MLAgents error: SubprocessEnvManager had workers that didn't signal shutdown

Hi, I have an issue, where when I try to train, it simply loads for a couple seconds and then fails.
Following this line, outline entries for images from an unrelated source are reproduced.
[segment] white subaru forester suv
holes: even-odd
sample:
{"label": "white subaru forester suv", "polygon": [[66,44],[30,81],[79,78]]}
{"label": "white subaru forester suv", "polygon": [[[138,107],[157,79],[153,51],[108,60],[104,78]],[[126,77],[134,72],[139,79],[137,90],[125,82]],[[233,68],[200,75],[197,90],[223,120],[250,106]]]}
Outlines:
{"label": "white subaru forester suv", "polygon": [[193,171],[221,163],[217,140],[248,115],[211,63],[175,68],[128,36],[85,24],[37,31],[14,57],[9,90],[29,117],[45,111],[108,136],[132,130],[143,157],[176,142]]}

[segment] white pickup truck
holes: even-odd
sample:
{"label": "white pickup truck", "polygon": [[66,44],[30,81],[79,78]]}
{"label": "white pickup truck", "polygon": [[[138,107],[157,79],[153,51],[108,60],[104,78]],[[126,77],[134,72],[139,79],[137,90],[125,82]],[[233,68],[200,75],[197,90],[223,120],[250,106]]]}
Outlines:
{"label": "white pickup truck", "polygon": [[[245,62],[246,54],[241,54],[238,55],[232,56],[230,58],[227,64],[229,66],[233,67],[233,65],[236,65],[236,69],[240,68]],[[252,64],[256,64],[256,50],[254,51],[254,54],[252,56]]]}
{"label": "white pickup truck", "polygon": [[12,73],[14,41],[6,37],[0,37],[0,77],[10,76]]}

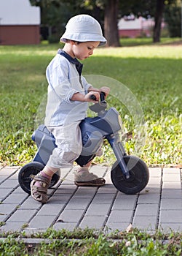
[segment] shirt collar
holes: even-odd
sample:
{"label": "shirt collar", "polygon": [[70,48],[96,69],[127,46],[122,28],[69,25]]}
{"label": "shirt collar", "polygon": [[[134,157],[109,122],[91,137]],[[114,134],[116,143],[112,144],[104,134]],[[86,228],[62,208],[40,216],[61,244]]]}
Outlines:
{"label": "shirt collar", "polygon": [[58,53],[62,55],[66,59],[67,59],[71,63],[74,64],[76,66],[76,69],[78,71],[79,75],[81,75],[83,68],[83,64],[80,63],[77,59],[72,58],[69,54],[66,53],[64,50],[59,49]]}

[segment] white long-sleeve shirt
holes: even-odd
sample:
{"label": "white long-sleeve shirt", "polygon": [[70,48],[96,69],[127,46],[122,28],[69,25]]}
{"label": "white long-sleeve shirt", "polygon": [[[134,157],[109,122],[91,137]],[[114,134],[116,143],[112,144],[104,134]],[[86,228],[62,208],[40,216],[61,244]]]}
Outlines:
{"label": "white long-sleeve shirt", "polygon": [[[79,66],[79,74],[76,66]],[[64,51],[59,50],[46,70],[49,83],[44,124],[60,126],[84,119],[87,102],[71,100],[77,92],[87,93],[91,86],[81,75],[82,64]]]}

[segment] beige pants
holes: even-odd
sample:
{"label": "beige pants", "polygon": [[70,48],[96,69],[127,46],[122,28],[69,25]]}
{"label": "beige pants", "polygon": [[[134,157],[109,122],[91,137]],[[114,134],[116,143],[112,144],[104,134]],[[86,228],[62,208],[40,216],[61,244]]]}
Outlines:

mlagents 0.28 with MLAgents package 2.2.1-exp1.

See full printout below:

            ┐  ╖
        ╓╖╬│╡  ││╬╖╖
    ╓╖╬│││││┘  ╬│││││╬╖
 ╖╬│││││╬╜        ╙╬│││││╖╖                               ╗╗╗
 ╬╬╬╬╖││╦╖        ╖╬││╗╣╣╣╬      ╟╣╣╬    ╟╣╣╣             ╜╜╜  ╟╣╣
 ╬╬╬╬╬╬╬╬╖│╬╖╖╓╬╪│╓╣╣╣╣╣╣╣╬      ╟╣╣╬    ╟╣╣╣ ╒╣╣╖╗╣╣╣╗   ╣╣╣ ╣╣╣╣╣╣ ╟╣╣╖   ╣╣╣
 ╬╬╬╬┐  ╙╬╬╬╬│╓╣╣╣╝╜  ╫╣╣╣╬      ╟╣╣╬    ╟╣╣╣ ╟╣╣╣╙ ╙╣╣╣  ╣╣╣ ╙╟╣╣╜╙  ╫╣╣  ╟╣╣
 ╬╬╬╬┐     ╙╬╬╣╣      ╫╣╣╣╬      ╟╣╣╬    ╟╣╣╣ ╟╣╣╬   ╣╣╣  ╣╣╣  ╟╣╣     ╣╣╣┌╣╣╜
 ╬╬╬╜       ╬╬╣╣      ╙╝╣╣╬      ╙╣╣╣╗╖╓╗╣╣╣╜ ╟╣╣╬   ╣╣╣  ╣╣╣  ╟╣╣╦╓    ╣╣╣╣╣
 ╙   ╓╦╖    ╬╬╣╣   ╓╗╗╖            ╙╝╣╣╣╣╝╜   ╘╝╝╜   ╝╝╝  ╝╝╝   ╙╣╣╣    ╟╣╣╣
   ╩╬╬╬╬╬╬╦╦╬╬╣╣╗╣╣╣╣╣╣╣╝                                             ╫╣╣╣╣
      ╙╬╬╬╬╬╬╬╣╣╣╣╣╣╝╜
          ╙╬╬╬╣╣╣╜
             ╙

 Version information:
  ml-agents: 0.28.0,
  ml-agents-envs: 0.28.0,
  Communicator API: 1.5.0,
  PyTorch: 1.7.1+cu110
[INFO] Listening on port 5004. Start training by pressing the Play button in the Unity Editor.
[INFO] Connected to Unity environment with package version 2.2.1-exp.1 and communication version 1.5.0
[INFO] Connected new brain: MoveToGoal?team=0
[WARNING] Behavior name MoveToGoal does not match any behaviors specified in the trainer configuration file. A default configuration will be used.
[WARNING] Deleting TensorBoard data events.out.tfevents.1648051984.DESKTOP-FHQ6GMJ.11680.0 that was left over from a previous run.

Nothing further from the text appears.